Une belle aventure initiatique, vitaminée par toute une palette de belles couleurs !

Lu en mars 2020 – Ankama Éditions, 19,90€

Nos mains en l’air, de Coline Pierré (Le Rouergue, 2019)

Nos mains en l'air

Leur rencontre fait partie de ces événements aussi magiques qu’improbables qui subliment nos déambulations littéraires. Qu’est-ce qu’un cambrioleur de 21 ans et une jeune orpheline atteinte de surdité pourraient avoir en commun ? Le sentiment d’être désespérément seuls et différents, de voir leur destin dérailler et leur échapper. Chez Victor, on est braqueur de père en fils, mais lui est irrémédiablement gentil, sensible et… honnête.

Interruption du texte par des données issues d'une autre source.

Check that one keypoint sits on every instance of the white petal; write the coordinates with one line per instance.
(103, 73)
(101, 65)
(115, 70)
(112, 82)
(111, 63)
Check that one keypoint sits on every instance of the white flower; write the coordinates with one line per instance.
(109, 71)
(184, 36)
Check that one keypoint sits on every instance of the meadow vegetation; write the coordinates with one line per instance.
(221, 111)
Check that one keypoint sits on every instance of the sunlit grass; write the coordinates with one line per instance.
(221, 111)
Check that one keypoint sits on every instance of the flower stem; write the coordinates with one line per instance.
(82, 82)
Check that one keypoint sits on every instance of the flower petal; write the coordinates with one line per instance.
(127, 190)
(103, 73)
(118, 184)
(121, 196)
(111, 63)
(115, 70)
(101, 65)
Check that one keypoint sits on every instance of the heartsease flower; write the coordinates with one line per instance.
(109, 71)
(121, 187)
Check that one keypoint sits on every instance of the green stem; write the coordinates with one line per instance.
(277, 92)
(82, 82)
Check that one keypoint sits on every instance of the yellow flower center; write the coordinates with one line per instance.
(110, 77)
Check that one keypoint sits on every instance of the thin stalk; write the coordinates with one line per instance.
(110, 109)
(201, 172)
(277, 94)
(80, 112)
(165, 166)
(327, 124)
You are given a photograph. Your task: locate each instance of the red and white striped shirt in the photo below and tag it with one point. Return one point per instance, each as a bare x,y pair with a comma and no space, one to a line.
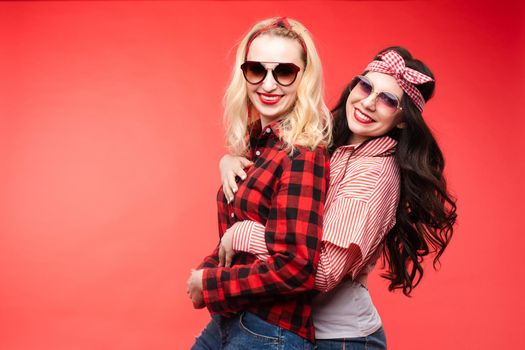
360,210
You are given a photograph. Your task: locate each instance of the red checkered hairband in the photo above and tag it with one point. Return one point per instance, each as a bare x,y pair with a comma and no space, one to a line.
281,22
393,64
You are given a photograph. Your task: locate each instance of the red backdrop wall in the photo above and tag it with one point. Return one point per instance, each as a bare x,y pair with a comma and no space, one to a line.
110,135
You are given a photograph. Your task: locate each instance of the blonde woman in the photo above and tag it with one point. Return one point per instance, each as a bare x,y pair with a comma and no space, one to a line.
275,117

Yazel, d’une lucidité et d’une détermination déconcertantes pour son âge, perçoit un décalage désespérant avec les autres collégiens et surtout avec sa tante qui s’efforce de faire d’elle une jeune fille exemplaire. Ces deux destins qui s’entrechoquent font immédiatement des étincelles (le plus effrayé des deux n’étant pas celui qu’on croit…), déclenchant une grande vadrouille à travers l’Europe, en direction de la Bulgarie et du lac Pancharevo.

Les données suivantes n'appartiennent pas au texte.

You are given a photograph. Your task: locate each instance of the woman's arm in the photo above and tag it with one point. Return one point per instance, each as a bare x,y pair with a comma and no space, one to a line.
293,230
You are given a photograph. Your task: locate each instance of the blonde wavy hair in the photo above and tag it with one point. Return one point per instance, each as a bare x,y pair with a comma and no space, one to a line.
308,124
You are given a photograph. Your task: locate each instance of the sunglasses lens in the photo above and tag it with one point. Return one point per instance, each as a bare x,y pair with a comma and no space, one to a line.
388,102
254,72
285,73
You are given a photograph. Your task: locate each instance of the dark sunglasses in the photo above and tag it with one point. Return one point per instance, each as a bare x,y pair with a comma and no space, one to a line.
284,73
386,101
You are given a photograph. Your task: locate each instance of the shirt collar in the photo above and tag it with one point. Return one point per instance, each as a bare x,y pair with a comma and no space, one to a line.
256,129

Vu de l’extérieur, c’est un enlèvement aux motivations troubles. Vu de l’intérieur, ce sont deux êtres à la croisée des chemins qui se donnent réciproquement l’élan pour avoir le courage de se soustraire aux fatalités. Qui se découvrent et s’affirment à travers le regard de l’autre. Qui goûtent la liberté grisante et initiatique du voyage. Et cette relation qui se noue comme une évidence et qui finit par se passer de mots. Un peu comme dans le film Little Miss Sunshine, dans lequel les membres de l’équipée orchestrent de mieux en mieux le démarrage « poussé » de leur bus, nos deux amis prennent leurs marques et construisent une belle alchimie.

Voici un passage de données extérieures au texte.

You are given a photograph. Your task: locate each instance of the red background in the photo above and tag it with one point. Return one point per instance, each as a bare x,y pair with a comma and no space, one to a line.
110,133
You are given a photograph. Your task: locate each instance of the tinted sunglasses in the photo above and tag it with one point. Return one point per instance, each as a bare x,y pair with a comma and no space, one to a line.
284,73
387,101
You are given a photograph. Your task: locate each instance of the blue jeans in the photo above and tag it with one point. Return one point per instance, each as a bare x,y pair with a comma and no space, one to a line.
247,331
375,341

J’ai suivi ce road-trip constamment partagée entre l’envie de ralentir le rythme pour savourer la poésie de cette cavale, les dialogues ciselés (et truffés de chouettes références, de Brecht au baron perché, en passant par Arsène Lupin et Boris Vian !), et celle de tourner les pages pour connaître le fin mot de l’histoire. L’intrigue nouée autour de la course-poursuite entre nos deux protagonistes, la police et leurs familles va crescendo pour déboucher sur une sorte de vol-plané écourté par différentes réalités qui finissent par rattraper Victor et Yazel. Nous le savons bien, la vie n’est pas une escapade en suspension dans une voiture colorée portée par des ballons multicolores. Il n’en reste pas moins que ce roman invite à rêver grand, à ne pas accepter de destin tout tracé, même si cela implique de risquer un saut dans l’inconnu. On n’atterrit peut-être pas toujours là où on s’y attendait, mais comme le dit si bien Le Bon Gros Géant de Roald Dahl cité en épigraphe : « C’est pour ça qu’il y a toujours deux pages blanches à la fin des atlas […], c’est pour les nouveaux pays, comme ça on peut en dessiner la carte soi-même. »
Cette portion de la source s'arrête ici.